Stoichkov points out that because of its archaeological riches, the region of the so called Limes Moesiae, the system of frontier fortifications that the Roman Empire built along the Lower Danube as a defensive measure against barbarian invasions, is prime target for frequent treasure hunting raids.

“We have committed internationally to try to preserve the limes, alongside 29 archaeological sites, but some of them have been abandoned to fate,” the archaeologists says.
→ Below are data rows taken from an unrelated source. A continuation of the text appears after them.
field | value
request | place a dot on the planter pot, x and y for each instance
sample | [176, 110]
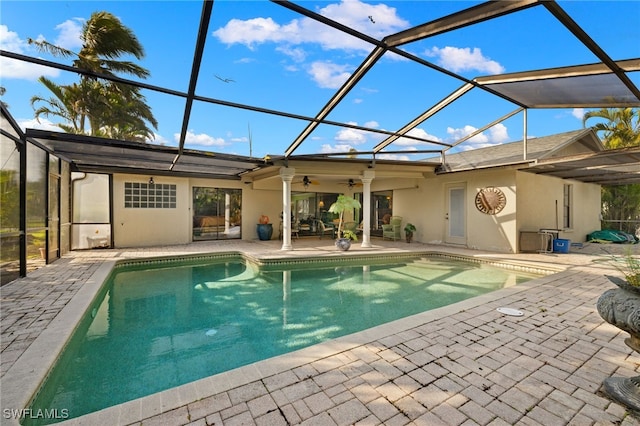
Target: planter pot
[621, 307]
[265, 231]
[343, 244]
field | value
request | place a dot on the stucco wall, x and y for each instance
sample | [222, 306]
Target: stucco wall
[537, 197]
[429, 204]
[139, 227]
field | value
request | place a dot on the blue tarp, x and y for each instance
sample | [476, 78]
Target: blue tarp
[611, 235]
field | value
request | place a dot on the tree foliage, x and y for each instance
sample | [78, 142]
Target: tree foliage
[620, 129]
[95, 106]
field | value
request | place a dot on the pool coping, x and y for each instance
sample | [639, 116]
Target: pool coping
[41, 356]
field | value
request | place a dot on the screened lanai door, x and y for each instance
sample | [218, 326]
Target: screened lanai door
[216, 213]
[455, 217]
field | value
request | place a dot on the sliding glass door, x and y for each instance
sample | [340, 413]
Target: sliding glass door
[217, 213]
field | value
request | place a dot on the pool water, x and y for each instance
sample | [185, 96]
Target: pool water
[154, 328]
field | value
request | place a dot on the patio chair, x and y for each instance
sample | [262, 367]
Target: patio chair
[324, 228]
[351, 226]
[392, 230]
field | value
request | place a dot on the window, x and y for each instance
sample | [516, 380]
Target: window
[144, 195]
[567, 208]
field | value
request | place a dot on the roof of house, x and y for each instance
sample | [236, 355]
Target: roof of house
[577, 155]
[577, 141]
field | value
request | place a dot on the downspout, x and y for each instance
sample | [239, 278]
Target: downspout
[524, 136]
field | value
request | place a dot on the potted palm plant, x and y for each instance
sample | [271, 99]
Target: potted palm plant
[343, 203]
[409, 229]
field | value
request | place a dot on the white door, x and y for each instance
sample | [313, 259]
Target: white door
[455, 217]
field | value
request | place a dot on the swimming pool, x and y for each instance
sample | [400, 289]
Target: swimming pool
[156, 325]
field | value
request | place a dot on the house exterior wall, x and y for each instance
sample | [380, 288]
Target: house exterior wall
[139, 227]
[426, 207]
[530, 206]
[537, 197]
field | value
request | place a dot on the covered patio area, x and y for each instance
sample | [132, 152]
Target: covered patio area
[462, 364]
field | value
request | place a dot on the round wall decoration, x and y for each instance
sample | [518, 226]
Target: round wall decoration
[490, 200]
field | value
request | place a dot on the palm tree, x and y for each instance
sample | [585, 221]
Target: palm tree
[66, 103]
[622, 128]
[107, 108]
[620, 203]
[2, 92]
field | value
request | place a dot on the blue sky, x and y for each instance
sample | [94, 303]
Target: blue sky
[282, 61]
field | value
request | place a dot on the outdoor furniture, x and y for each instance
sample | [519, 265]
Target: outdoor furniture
[351, 226]
[324, 228]
[392, 230]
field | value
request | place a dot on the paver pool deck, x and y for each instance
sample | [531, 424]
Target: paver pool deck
[464, 364]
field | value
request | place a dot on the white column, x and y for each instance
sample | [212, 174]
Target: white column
[366, 179]
[227, 212]
[286, 173]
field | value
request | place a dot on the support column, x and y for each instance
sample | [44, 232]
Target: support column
[367, 177]
[286, 173]
[227, 212]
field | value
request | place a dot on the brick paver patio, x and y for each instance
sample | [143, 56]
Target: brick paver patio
[465, 364]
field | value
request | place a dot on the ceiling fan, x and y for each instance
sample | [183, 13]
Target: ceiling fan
[306, 182]
[352, 183]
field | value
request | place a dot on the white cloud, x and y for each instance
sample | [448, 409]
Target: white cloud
[158, 139]
[296, 54]
[578, 113]
[201, 139]
[397, 157]
[328, 149]
[328, 75]
[354, 136]
[458, 59]
[70, 32]
[43, 124]
[418, 133]
[11, 68]
[352, 13]
[497, 134]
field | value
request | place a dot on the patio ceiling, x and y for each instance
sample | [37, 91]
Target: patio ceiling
[613, 167]
[602, 83]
He emphasizes that the illegal mining and buying of archaeological artifacts has been going on for years at some locations but the perpetrators remain at large, and continue to do what they do.

He has called for the establishment of a new institution in Bulgaria to be in charge of the protection of the country’s cultural, historical, and archaeological heritage.

Background Infonotes:

Treasure hunting and illegal trafficking of antiques have been rampant in Bulgaria after the collapse of the communism regime in 1989 (and allegedly before that). Estimates vary but some consider this the second most profitable activity for the Bulgarian mafia after drug trafficking.

An estimate made in November 2014 by the Forum Association, a NGO, suggests its annual turnover amounts to BGN 500 million (app. EUR 260 million), and estimates of the number of those involved range from about 5 000 to 200 000 – 300 000, the vast majority of whom are impoverished low-level diggers.

According to an estimate by Assoc. Prof. Konstantin Dochev, head of the Veliko Tarnovo Office of the Sofia-based National Institute and Museum of Archaeology, up to USD 1 billion worth of archaeological artifacts might be smuggled out of Bulgaria annually.

According to the estimate of another archaeologist from the Institute, Assoc. Prof. Sergey Torbatov, there might be as many as 500,000 people dealing with treasure hunting in Bulgaria.

One of the most compelling reports in international media on Bulgaria’s treasure hunting plight is the 2009 documentary of Dateline on Australia’s SBS TV entitled “Plundering the Past” (in whose making a member of the ArchaeologyinBulgaria.com participated). Focusing on the fate of the Ancient Roman colony Ratiaria in Northwest Bulgaria, the film makes it clear that treasure hunting destruction happens all over the country on a daily basis.